Canada Terrorist Planned to Go to Mideast

OTTAWA, Ontario (AP) —
A security guard walks past the Hall of Honour on Parliament Hill in Ottawa, Thursday. (AP Photo/The Canadian Press, Adrian Wyld)
A security guard walks past the Hall of Honour on Parliament Hill in Ottawa, Thursday. (AP Photo/The Canadian Press, Adrian Wyld)

He was a recent convert to Islam and a petty criminal with a long rap sheet. In recent weeks, he had been staying in a homeless shelter, where he talked about wanting to go to Libya but griped that he couldn’t get a passport.

A picture began to emerge Thursday of Michael Zehaf-Bibeau a day after the 32-year-old Canadian launched a deadly attack on Canada’s seat of government that forced the country — again — to confront the danger of radicalized citizens in its midst.

In what the prime minister called a terrorist attack, Bibeau shot a soldier to death at Canada’s tomb of the Unknown Wednesday, then stormed the Parliament building, where he was gunned down by the sergeant-at-arms.

Abubakir Abdelkareem, 29, who often visited the Ottawa Mission, a homeless shelter downtown, said he met Zehaf-Bibeau there. He said Zehaf-Bibeau told him he had an addiction problem and wanted his passport so he could fly to Libya because he thought he could avoid his addiction there. But in the past three days, “his personality changed completely,” Abdelkareem said. “He was not talkative; he was not social” anymore said Abdelkareem.

The Royal Canadian Mounted Police confirmed on Thursday that Zehaf-Bibeau had applied recently for a passport, but said they believe he intended to go to Syria.

Earlier this week, the Mounties said that there are about 90 people in the country who are suspected of intending to join the Islamists fighting abroad or who have returned from such activity overseas. But RCMP Commissioner Bob Paulson said Thursday that Zehaf-Bibeau was not among them.

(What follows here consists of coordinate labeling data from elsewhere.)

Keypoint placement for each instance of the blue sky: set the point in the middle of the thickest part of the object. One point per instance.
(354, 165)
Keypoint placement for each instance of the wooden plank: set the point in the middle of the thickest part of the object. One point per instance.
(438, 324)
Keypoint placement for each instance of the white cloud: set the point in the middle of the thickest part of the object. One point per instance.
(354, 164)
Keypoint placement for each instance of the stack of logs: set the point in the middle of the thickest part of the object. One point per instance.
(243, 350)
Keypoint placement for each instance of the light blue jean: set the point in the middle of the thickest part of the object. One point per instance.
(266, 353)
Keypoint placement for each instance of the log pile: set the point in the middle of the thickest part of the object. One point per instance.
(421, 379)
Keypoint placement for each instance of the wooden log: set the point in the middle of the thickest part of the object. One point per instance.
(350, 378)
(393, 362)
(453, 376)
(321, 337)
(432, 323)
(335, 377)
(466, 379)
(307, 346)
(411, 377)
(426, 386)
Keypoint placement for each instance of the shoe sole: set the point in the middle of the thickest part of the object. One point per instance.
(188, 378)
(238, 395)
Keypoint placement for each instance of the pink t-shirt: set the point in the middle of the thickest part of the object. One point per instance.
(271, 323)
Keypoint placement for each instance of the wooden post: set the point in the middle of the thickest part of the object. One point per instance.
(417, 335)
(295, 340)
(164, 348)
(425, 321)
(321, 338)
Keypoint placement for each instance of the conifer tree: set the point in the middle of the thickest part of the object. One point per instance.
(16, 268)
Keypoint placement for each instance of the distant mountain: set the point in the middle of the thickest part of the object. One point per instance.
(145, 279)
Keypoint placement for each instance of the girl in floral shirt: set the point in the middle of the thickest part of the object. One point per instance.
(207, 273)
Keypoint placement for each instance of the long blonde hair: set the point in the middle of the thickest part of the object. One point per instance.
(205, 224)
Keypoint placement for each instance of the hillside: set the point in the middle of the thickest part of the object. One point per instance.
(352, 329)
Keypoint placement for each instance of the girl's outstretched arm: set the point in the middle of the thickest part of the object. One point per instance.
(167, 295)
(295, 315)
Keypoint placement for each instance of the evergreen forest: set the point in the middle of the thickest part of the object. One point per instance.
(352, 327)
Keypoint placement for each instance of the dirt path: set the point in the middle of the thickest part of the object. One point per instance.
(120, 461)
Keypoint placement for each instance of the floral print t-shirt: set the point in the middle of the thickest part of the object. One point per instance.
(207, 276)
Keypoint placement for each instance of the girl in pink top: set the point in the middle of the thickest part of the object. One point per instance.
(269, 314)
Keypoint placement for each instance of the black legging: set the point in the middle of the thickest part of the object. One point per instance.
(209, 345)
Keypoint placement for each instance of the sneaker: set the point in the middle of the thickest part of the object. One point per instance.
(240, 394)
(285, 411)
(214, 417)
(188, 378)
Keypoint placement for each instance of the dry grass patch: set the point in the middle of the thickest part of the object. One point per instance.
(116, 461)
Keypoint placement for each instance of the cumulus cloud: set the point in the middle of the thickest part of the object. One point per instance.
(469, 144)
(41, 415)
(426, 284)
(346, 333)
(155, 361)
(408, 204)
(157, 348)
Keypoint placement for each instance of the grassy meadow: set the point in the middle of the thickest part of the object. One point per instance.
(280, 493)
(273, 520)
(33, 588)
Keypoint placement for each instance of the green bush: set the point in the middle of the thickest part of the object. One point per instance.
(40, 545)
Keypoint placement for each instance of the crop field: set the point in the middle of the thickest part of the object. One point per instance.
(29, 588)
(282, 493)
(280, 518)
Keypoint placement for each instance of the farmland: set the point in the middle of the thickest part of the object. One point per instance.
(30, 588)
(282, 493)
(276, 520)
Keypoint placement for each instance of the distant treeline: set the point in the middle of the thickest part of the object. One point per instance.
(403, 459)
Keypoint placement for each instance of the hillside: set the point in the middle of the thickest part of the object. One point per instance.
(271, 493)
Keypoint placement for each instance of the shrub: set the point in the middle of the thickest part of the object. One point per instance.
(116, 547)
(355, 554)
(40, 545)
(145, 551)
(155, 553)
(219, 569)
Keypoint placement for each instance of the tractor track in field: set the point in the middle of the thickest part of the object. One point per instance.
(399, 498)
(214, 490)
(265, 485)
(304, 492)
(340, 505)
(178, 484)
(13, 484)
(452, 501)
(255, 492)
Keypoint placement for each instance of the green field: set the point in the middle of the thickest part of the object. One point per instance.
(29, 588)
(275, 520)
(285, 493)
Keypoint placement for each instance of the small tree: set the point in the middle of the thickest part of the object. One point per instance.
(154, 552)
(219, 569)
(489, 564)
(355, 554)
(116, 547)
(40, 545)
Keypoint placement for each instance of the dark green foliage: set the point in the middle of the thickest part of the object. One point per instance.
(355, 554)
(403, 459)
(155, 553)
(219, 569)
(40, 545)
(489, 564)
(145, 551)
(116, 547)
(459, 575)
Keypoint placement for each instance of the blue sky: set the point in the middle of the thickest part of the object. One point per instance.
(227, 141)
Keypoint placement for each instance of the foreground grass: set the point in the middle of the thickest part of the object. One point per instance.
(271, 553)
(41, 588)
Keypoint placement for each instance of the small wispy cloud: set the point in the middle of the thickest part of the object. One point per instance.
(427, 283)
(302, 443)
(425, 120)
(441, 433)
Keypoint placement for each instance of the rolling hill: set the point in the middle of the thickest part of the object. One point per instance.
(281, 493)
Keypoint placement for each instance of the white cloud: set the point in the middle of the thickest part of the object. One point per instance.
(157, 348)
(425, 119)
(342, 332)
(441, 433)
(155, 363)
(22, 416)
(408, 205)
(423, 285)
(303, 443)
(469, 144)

In an email to the AP expressing horror and sadness at what happened, Zehaf-Bibeau’s mother, Susan Bideau, said that her son seemed lost and “did not fit in,” and that she hadn’t seen him for more than five years until having lunch with him last week.

“So I have very little insight to offer,” she said.

In a brief and tear-filled telephone interview with the AP, Bibeau said she is crying for the victims of the shooting rampage, not her son.

“Can you ever explain something like this?” said Bibeau, who has homes in Montreal and Ottawa. “We are sorry.”

After initially reporting that two or three assailants may have taken part in the shooting rampage, Canadian police conceded Thursday that Zehaf-Bibeau was the lone gunman.